Wednesday, May 2, 2012

Burnout by Adrienne Maria Vrettos




Burnout by Adrienne Maria Vrettos 
(McElderry Books, 2011)



Summary from publisher:
On the day after Halloween, Nan wakes up in a subway car.  She is not dreaming.  She doesn't know where she's been or what she's done.  She's missing a whole day from her life.  And she's wearing skeleton makeup and a too-small Halloween costume.
Nan is not supposed to wake up in places like this anymore.  She's different now, far from that dangerously drunk girl who hit bottom in the Nanapocalypse.  She needs to find out what happened to her, and fast.  As she tries to put together the pieces of the last twenty-four hours, she flashes back to memories of her previous life.  But she would never go back to her old friends and her old ways. Would she?
The deeper Nan digs, the more disturbing things get.  This time, she may have gone one step too far.  This time, she may be a walking ghost.
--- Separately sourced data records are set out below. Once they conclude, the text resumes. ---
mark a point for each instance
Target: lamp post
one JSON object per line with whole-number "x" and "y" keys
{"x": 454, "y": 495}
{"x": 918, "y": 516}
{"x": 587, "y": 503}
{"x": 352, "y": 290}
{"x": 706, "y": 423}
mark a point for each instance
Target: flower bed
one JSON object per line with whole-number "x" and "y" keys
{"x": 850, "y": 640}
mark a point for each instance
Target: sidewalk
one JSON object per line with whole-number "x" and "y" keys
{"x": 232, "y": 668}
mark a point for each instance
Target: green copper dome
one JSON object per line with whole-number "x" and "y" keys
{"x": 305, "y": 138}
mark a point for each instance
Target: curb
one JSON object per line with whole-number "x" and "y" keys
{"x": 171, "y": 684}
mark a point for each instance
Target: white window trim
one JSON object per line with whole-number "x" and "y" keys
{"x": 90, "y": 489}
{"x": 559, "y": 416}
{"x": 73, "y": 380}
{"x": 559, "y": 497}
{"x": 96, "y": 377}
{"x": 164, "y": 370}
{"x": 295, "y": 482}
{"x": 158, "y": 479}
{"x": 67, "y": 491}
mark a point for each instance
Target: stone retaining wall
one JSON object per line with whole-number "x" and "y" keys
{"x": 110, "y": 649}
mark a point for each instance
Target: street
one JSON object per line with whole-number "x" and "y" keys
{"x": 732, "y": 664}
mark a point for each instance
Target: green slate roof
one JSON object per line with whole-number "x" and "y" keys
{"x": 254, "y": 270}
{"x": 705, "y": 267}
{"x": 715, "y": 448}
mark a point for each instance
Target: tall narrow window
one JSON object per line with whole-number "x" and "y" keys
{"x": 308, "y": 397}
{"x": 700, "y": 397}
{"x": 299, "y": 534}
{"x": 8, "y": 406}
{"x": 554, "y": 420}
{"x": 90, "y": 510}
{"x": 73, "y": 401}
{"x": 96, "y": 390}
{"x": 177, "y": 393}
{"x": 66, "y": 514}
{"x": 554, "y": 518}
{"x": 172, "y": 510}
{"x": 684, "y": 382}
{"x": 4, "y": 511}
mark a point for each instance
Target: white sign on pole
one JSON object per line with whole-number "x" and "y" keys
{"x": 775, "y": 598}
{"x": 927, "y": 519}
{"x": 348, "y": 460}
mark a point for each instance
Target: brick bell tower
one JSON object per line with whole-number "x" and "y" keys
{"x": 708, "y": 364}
I read this book in about an hour and a half one night when I couldn't sleep.  While this is not a fat book, it is an intense one; a story that would not let go of me until I had pieced together the loose ends and discovered where Nan had been on Halloween and what had happened to her.  Vrettos captures the reader on the first page, and enhances Nan's story through flashback chapters labeled as "Remembering." These flashbacks chronicle Nan's friendship with Seemy, an important part of the plot.

This is definitely a book for older readers, mostly due to the subject matter, rather than graphic descriptions of anything.  Because of the female protagonist and her decidedly female world view, this book will definitely appeal to teen girls, though there is certainly much here for boys to learn from.

I doubt I'll put this book in my seventh grade classroom library, though I will be passing it along to a high school teacher.  This is a book that deserves to be read.